President Trump’s advisers recruited two businessmen who profited from military contracting to devise alternatives to the Pentagon’s plan to send thousands of additional troops to Afghanistan....Hey, what could go wrong?
Erik D. Prince, a founder of the private security firm Blackwater Worldwide, and Stephen A. Feinberg, a billionaire financier who owns the giant military contractor DynCorp International, have developed proposals to rely on contractors instead of American troops in Afghanistan at the behest of Stephen K. Bannon, Mr. Trump’s chief strategist, and Jared Kushner, his senior adviser and son-in-law, according to people briefed on the conversations.
Soliciting the views of Mr. Prince and Mr. Feinberg certainly qualifies as out-of-the-box thinking in a process dominated by military leaders in the Pentagon and the National Security Council. But it also raises a host of ethical issues, not least that both men could profit from their recommendations.Bannon tried to sell Secretary of Defense James Mattis on this approach, but Mattis rebuffed him.
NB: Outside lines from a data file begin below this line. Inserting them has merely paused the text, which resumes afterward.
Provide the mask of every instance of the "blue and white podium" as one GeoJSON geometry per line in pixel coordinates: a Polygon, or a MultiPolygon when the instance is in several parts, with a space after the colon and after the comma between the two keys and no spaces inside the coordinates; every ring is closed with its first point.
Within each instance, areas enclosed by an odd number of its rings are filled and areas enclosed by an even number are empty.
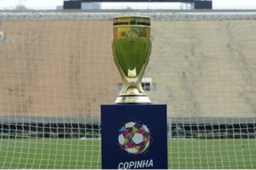
{"type": "Polygon", "coordinates": [[[102,169],[167,169],[166,105],[101,105],[102,169]]]}

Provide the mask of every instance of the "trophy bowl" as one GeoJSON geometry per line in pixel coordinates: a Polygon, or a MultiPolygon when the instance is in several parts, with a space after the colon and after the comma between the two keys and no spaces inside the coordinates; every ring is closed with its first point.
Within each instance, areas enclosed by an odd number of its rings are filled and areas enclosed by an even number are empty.
{"type": "Polygon", "coordinates": [[[112,50],[123,82],[115,103],[152,104],[141,85],[151,52],[150,18],[114,17],[112,50]]]}

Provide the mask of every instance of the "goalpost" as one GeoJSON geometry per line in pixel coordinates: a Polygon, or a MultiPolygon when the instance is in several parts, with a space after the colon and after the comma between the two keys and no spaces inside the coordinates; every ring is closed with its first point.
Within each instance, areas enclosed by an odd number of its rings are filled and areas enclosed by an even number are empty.
{"type": "Polygon", "coordinates": [[[122,15],[151,18],[142,83],[167,104],[169,168],[256,168],[256,12],[11,10],[0,11],[0,168],[101,168],[122,15]]]}

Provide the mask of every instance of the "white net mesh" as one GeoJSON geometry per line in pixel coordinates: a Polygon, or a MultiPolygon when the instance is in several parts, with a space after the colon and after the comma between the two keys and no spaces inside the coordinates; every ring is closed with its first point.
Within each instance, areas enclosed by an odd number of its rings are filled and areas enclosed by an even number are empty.
{"type": "Polygon", "coordinates": [[[144,88],[167,104],[170,168],[256,168],[256,14],[0,12],[0,167],[100,168],[122,83],[112,18],[149,15],[144,88]]]}

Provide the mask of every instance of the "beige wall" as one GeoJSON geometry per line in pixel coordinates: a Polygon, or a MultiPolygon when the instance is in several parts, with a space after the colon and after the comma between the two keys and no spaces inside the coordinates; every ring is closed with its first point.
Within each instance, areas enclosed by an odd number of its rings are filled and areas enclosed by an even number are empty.
{"type": "MultiPolygon", "coordinates": [[[[153,22],[145,76],[171,117],[255,117],[254,20],[153,22]]],[[[5,22],[0,116],[99,116],[117,96],[111,21],[5,22]]]]}

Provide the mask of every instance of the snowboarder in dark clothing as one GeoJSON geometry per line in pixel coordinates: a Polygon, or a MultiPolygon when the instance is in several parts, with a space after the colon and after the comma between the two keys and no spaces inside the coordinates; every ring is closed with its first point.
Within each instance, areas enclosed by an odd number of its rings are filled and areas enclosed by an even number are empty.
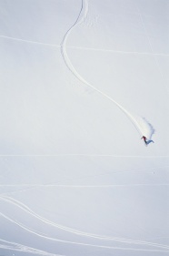
{"type": "Polygon", "coordinates": [[[141,138],[141,139],[142,139],[142,138],[144,138],[145,145],[147,145],[147,138],[146,138],[146,137],[145,137],[145,136],[143,136],[143,137],[141,138]]]}

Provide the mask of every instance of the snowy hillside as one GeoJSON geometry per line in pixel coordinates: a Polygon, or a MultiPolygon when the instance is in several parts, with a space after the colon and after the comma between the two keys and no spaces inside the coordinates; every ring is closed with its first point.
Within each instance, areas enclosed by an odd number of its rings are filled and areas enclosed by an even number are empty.
{"type": "Polygon", "coordinates": [[[168,14],[0,0],[0,255],[169,254],[168,14]]]}

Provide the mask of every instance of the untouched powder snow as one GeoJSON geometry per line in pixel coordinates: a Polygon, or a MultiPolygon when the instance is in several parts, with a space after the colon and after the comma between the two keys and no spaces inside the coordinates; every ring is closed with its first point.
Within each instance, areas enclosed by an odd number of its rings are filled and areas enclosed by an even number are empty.
{"type": "Polygon", "coordinates": [[[168,11],[0,1],[0,255],[169,254],[168,11]]]}

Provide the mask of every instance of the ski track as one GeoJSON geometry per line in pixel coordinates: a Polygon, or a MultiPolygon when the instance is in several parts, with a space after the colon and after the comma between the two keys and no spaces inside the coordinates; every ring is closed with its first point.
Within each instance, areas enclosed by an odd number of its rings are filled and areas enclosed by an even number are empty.
{"type": "Polygon", "coordinates": [[[82,46],[69,46],[67,48],[70,49],[79,49],[79,50],[89,50],[89,51],[95,51],[95,52],[108,52],[108,53],[114,53],[114,54],[126,54],[126,55],[145,55],[145,56],[169,56],[168,54],[163,53],[148,53],[148,52],[132,52],[132,51],[120,51],[120,50],[112,50],[112,49],[104,49],[104,48],[92,48],[92,47],[82,47],[82,46]]]}
{"type": "MultiPolygon", "coordinates": [[[[134,126],[135,127],[135,128],[137,129],[137,131],[139,132],[140,135],[143,135],[142,132],[142,128],[140,128],[139,124],[137,123],[136,119],[134,118],[134,116],[132,116],[124,107],[122,107],[119,103],[117,103],[115,100],[114,100],[112,97],[110,97],[109,96],[107,96],[105,93],[102,92],[101,90],[97,89],[96,87],[94,87],[93,85],[91,85],[90,83],[88,83],[84,77],[82,77],[80,76],[80,74],[75,70],[75,68],[74,67],[74,66],[72,65],[71,60],[68,57],[67,52],[66,52],[66,42],[67,42],[67,38],[69,36],[69,35],[71,34],[72,30],[76,26],[79,26],[80,24],[82,24],[86,15],[88,14],[88,2],[86,0],[82,0],[82,6],[81,6],[81,10],[79,12],[78,17],[75,21],[75,23],[69,28],[69,30],[66,32],[66,34],[64,36],[63,42],[61,44],[61,46],[58,45],[53,45],[53,44],[45,44],[45,43],[40,43],[40,42],[35,42],[35,41],[30,41],[30,40],[24,40],[24,39],[19,39],[19,38],[15,38],[15,37],[11,37],[11,36],[0,36],[0,37],[2,38],[6,38],[6,39],[13,39],[13,40],[16,40],[16,41],[21,41],[21,42],[25,42],[25,43],[31,43],[31,44],[36,44],[36,45],[43,45],[43,46],[55,46],[55,47],[61,47],[61,52],[62,52],[62,56],[63,58],[65,60],[65,63],[66,65],[66,67],[70,69],[70,71],[84,84],[85,84],[86,86],[90,87],[91,88],[93,88],[94,91],[96,91],[97,93],[101,94],[104,97],[106,97],[107,99],[111,100],[113,103],[114,103],[128,118],[129,119],[132,121],[132,123],[134,124],[134,126]],[[83,14],[84,13],[84,14],[83,14]],[[82,15],[83,14],[83,15],[82,15]],[[82,17],[81,17],[82,15],[82,17]]],[[[73,46],[72,46],[73,47],[73,46]]],[[[75,47],[75,48],[80,48],[80,47],[75,47]]],[[[85,48],[84,48],[85,49],[85,48]]],[[[90,49],[90,48],[86,48],[86,49],[90,49]]],[[[98,51],[111,51],[111,50],[105,50],[105,49],[92,49],[91,50],[98,50],[98,51]]],[[[112,51],[114,52],[114,51],[112,51]]],[[[128,52],[120,52],[120,51],[115,51],[118,53],[126,53],[128,54],[128,52]]],[[[147,54],[148,53],[130,53],[130,54],[147,54]]],[[[150,54],[149,54],[150,55],[150,54]]],[[[151,55],[160,55],[160,54],[151,54],[151,55]]],[[[85,155],[85,154],[60,154],[60,155],[1,155],[1,157],[5,157],[5,156],[45,156],[45,157],[51,157],[51,156],[93,156],[93,157],[112,157],[112,155],[85,155]]],[[[113,157],[121,157],[121,156],[113,156],[113,157]]],[[[135,158],[135,157],[143,157],[144,158],[144,156],[124,156],[127,158],[135,158]]],[[[159,158],[168,158],[168,156],[158,156],[159,158]]],[[[156,156],[148,156],[147,158],[156,158],[156,156]]],[[[63,187],[63,188],[114,188],[114,187],[138,187],[138,186],[168,186],[169,184],[126,184],[126,185],[102,185],[102,186],[76,186],[76,185],[59,185],[59,184],[45,184],[45,185],[39,185],[39,184],[25,184],[25,185],[22,185],[24,186],[34,186],[34,187],[63,187]]],[[[18,185],[0,185],[1,187],[3,186],[8,186],[8,187],[12,187],[12,186],[18,186],[18,185]]],[[[20,185],[19,185],[20,186],[20,185]]],[[[26,189],[32,189],[31,188],[26,188],[26,189]]],[[[164,253],[169,253],[169,246],[164,245],[164,244],[159,244],[159,243],[153,243],[153,242],[147,242],[147,241],[134,241],[134,240],[126,240],[124,238],[114,238],[114,237],[106,237],[106,236],[99,236],[96,234],[92,234],[92,233],[87,233],[87,232],[83,232],[81,230],[74,230],[74,229],[70,229],[69,227],[65,227],[65,226],[61,226],[58,225],[55,222],[50,221],[49,220],[46,220],[41,216],[39,216],[38,214],[36,214],[35,212],[34,212],[30,208],[28,208],[25,204],[13,199],[10,197],[5,197],[5,196],[1,196],[0,197],[1,200],[4,201],[7,201],[8,203],[11,203],[13,205],[15,205],[15,207],[19,208],[20,210],[24,210],[25,212],[26,212],[27,214],[33,216],[34,218],[37,219],[38,220],[41,220],[42,222],[53,226],[56,229],[60,229],[63,230],[67,232],[71,232],[74,233],[75,235],[79,235],[79,236],[84,236],[84,237],[89,237],[89,238],[93,238],[93,239],[96,239],[96,240],[101,240],[101,241],[119,241],[122,243],[129,243],[129,244],[139,244],[139,245],[146,245],[146,246],[152,246],[152,247],[155,247],[155,248],[159,248],[159,249],[164,249],[164,250],[155,250],[155,249],[137,249],[137,248],[123,248],[123,247],[114,247],[114,246],[104,246],[104,245],[97,245],[97,244],[90,244],[90,243],[81,243],[81,242],[75,242],[75,241],[64,241],[64,240],[59,240],[59,239],[55,239],[55,238],[51,238],[48,236],[45,236],[39,232],[37,232],[36,230],[33,230],[30,228],[27,228],[26,226],[17,222],[16,220],[14,220],[12,219],[10,219],[8,216],[6,216],[5,214],[0,212],[0,215],[2,217],[4,217],[5,219],[6,219],[7,220],[9,220],[10,222],[19,226],[20,228],[24,229],[25,230],[31,232],[38,237],[46,239],[46,240],[51,240],[51,241],[59,241],[59,242],[64,242],[64,243],[69,243],[69,244],[75,244],[75,245],[81,245],[81,246],[90,246],[90,247],[96,247],[96,248],[103,248],[103,249],[113,249],[113,250],[121,250],[121,251],[150,251],[150,252],[164,252],[164,253]],[[167,251],[166,251],[167,250],[167,251]]],[[[35,254],[38,254],[38,255],[46,255],[46,256],[61,256],[60,254],[54,254],[54,253],[49,253],[44,251],[40,251],[37,249],[34,249],[31,247],[27,247],[25,245],[21,245],[18,243],[15,243],[15,242],[11,242],[11,241],[6,241],[5,240],[0,239],[0,241],[3,243],[7,243],[8,245],[3,245],[0,244],[0,248],[5,249],[5,250],[11,250],[11,251],[23,251],[23,252],[29,252],[29,253],[35,253],[35,254]]],[[[63,255],[62,255],[63,256],[63,255]]]]}
{"type": "Polygon", "coordinates": [[[12,36],[3,36],[3,35],[0,35],[0,37],[1,38],[14,40],[14,41],[19,41],[19,42],[24,42],[24,43],[35,44],[35,45],[42,45],[42,46],[53,46],[53,47],[60,47],[59,45],[41,43],[41,42],[31,41],[31,40],[26,40],[26,39],[21,39],[21,38],[12,37],[12,36]]]}
{"type": "MultiPolygon", "coordinates": [[[[19,222],[10,219],[9,217],[7,217],[6,215],[5,215],[1,212],[0,212],[0,216],[4,217],[7,220],[11,221],[13,224],[15,224],[15,225],[19,226],[23,230],[26,230],[30,233],[33,233],[34,235],[36,235],[36,236],[41,237],[43,239],[50,240],[50,241],[58,241],[58,242],[64,242],[64,243],[69,243],[69,244],[75,244],[75,245],[80,245],[80,246],[89,246],[89,247],[94,247],[94,248],[102,248],[102,249],[169,253],[168,250],[165,251],[166,249],[168,249],[165,246],[163,246],[163,247],[162,246],[156,246],[156,247],[164,248],[164,250],[155,250],[155,249],[147,250],[147,249],[138,249],[138,248],[129,248],[129,247],[124,248],[124,247],[117,247],[117,246],[96,245],[96,244],[90,244],[90,243],[83,243],[83,242],[75,242],[75,241],[59,240],[59,239],[51,238],[51,237],[45,236],[44,234],[38,233],[37,231],[35,231],[35,230],[24,226],[23,224],[20,224],[19,222]]],[[[6,249],[8,249],[8,247],[6,249]]],[[[47,254],[47,255],[51,255],[51,254],[47,254]]],[[[53,255],[55,255],[55,254],[53,254],[53,255]]]]}
{"type": "Polygon", "coordinates": [[[78,15],[78,17],[77,17],[75,23],[65,33],[63,42],[61,44],[61,53],[62,53],[64,61],[65,61],[66,67],[74,74],[74,76],[75,76],[77,77],[77,79],[79,79],[81,82],[83,82],[84,85],[91,87],[97,93],[101,94],[104,97],[106,97],[110,101],[114,102],[128,117],[128,118],[131,120],[133,125],[135,127],[135,128],[138,131],[138,133],[140,134],[140,136],[142,136],[143,135],[142,128],[139,126],[136,118],[134,118],[134,116],[132,116],[132,114],[130,112],[128,112],[124,107],[122,107],[122,105],[117,103],[115,100],[114,100],[112,97],[110,97],[108,95],[106,95],[103,91],[94,87],[93,85],[88,83],[84,77],[82,77],[81,75],[74,67],[70,58],[68,57],[68,55],[66,52],[66,42],[67,42],[68,36],[75,26],[79,26],[85,20],[87,13],[88,13],[88,2],[86,0],[82,0],[82,6],[81,6],[80,13],[78,15]],[[83,12],[84,12],[84,14],[82,15],[83,12]],[[82,17],[80,18],[81,15],[82,15],[82,17]]]}
{"type": "MultiPolygon", "coordinates": [[[[0,199],[4,201],[7,201],[15,206],[16,206],[17,208],[21,209],[22,210],[24,210],[25,212],[28,213],[29,215],[35,217],[35,219],[37,219],[38,220],[43,221],[45,224],[48,224],[50,226],[53,226],[56,229],[60,229],[63,230],[65,231],[68,231],[71,233],[74,233],[75,235],[79,235],[79,236],[84,236],[84,237],[89,237],[89,238],[93,238],[93,239],[96,239],[96,240],[101,240],[101,241],[118,241],[118,242],[123,242],[123,243],[129,243],[129,244],[141,244],[141,245],[146,245],[146,246],[152,246],[152,247],[156,247],[156,248],[160,248],[160,249],[164,249],[164,250],[169,250],[169,246],[164,245],[164,244],[158,244],[158,243],[153,243],[153,242],[147,242],[147,241],[134,241],[134,240],[126,240],[124,238],[116,238],[116,237],[106,237],[106,236],[100,236],[100,235],[96,235],[96,234],[92,234],[92,233],[87,233],[87,232],[83,232],[81,230],[74,230],[74,229],[70,229],[68,227],[65,227],[62,225],[58,225],[53,221],[50,221],[49,220],[46,220],[41,216],[39,216],[38,214],[36,214],[35,212],[34,212],[29,207],[27,207],[25,204],[13,199],[10,197],[0,197],[0,199]]],[[[96,247],[101,247],[103,248],[103,246],[98,246],[98,245],[91,245],[91,244],[86,244],[86,243],[77,243],[77,242],[73,242],[73,241],[65,241],[63,240],[58,240],[55,238],[50,238],[47,236],[44,236],[43,234],[38,233],[37,231],[35,231],[25,226],[24,226],[23,224],[10,219],[9,217],[7,217],[6,215],[5,215],[4,213],[0,213],[0,215],[4,218],[5,218],[6,220],[8,220],[9,221],[18,225],[19,227],[23,228],[24,230],[26,230],[27,231],[30,231],[37,236],[48,239],[48,240],[52,240],[52,241],[62,241],[62,242],[68,242],[68,243],[74,243],[74,244],[80,244],[80,245],[90,245],[90,246],[96,246],[96,247]]],[[[114,247],[104,247],[104,248],[112,248],[114,249],[114,247]]],[[[134,249],[132,249],[134,250],[134,249]]],[[[141,249],[142,250],[142,249],[141,249]]],[[[149,251],[149,250],[148,250],[149,251]]],[[[169,251],[167,251],[167,252],[169,252],[169,251]]]]}
{"type": "Polygon", "coordinates": [[[0,239],[0,248],[4,250],[8,250],[8,251],[22,251],[22,252],[27,252],[27,253],[34,253],[37,255],[45,255],[45,256],[64,256],[61,254],[55,254],[55,253],[50,253],[45,251],[41,251],[35,248],[28,247],[23,244],[19,244],[16,242],[13,241],[8,241],[5,240],[0,239]],[[2,243],[6,243],[8,245],[3,245],[2,243]]]}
Still: out-of-the-box thinking! #MAGA!
“The conflict of interest in this is transparent,” said Sean McFate, a professor at Georgetown University who wrote a book about the growth of private armies, “The Modern Mercenary.” “Most of these contractors are not even American, so there is also a lot of moral hazard.”
Now, you may think this proposal was strictly about the grift -- but you'd be mistaken:
Despite Mr. Bannon’s apparent inability to persuade Mr. Mattis, Defense Department officials said they did not underestimate his influence as a link to, and an advocate for, Mr. Trump’s populist political base. Mr. Bannon has told colleagues that sending more troops to Afghanistan is a slippery slope to the nation building that Mr. Trump ran against during the campaign.(Emphasis added.)
So asking heads of mercenary firms to dream up proposals that would deliver massive amounts of cash to those firms is ... what the white working class wants. It's populism. It's why candidates from the political establishment were rejected by Joe Sixpack.
Right -- got it. Glad we cleared that up.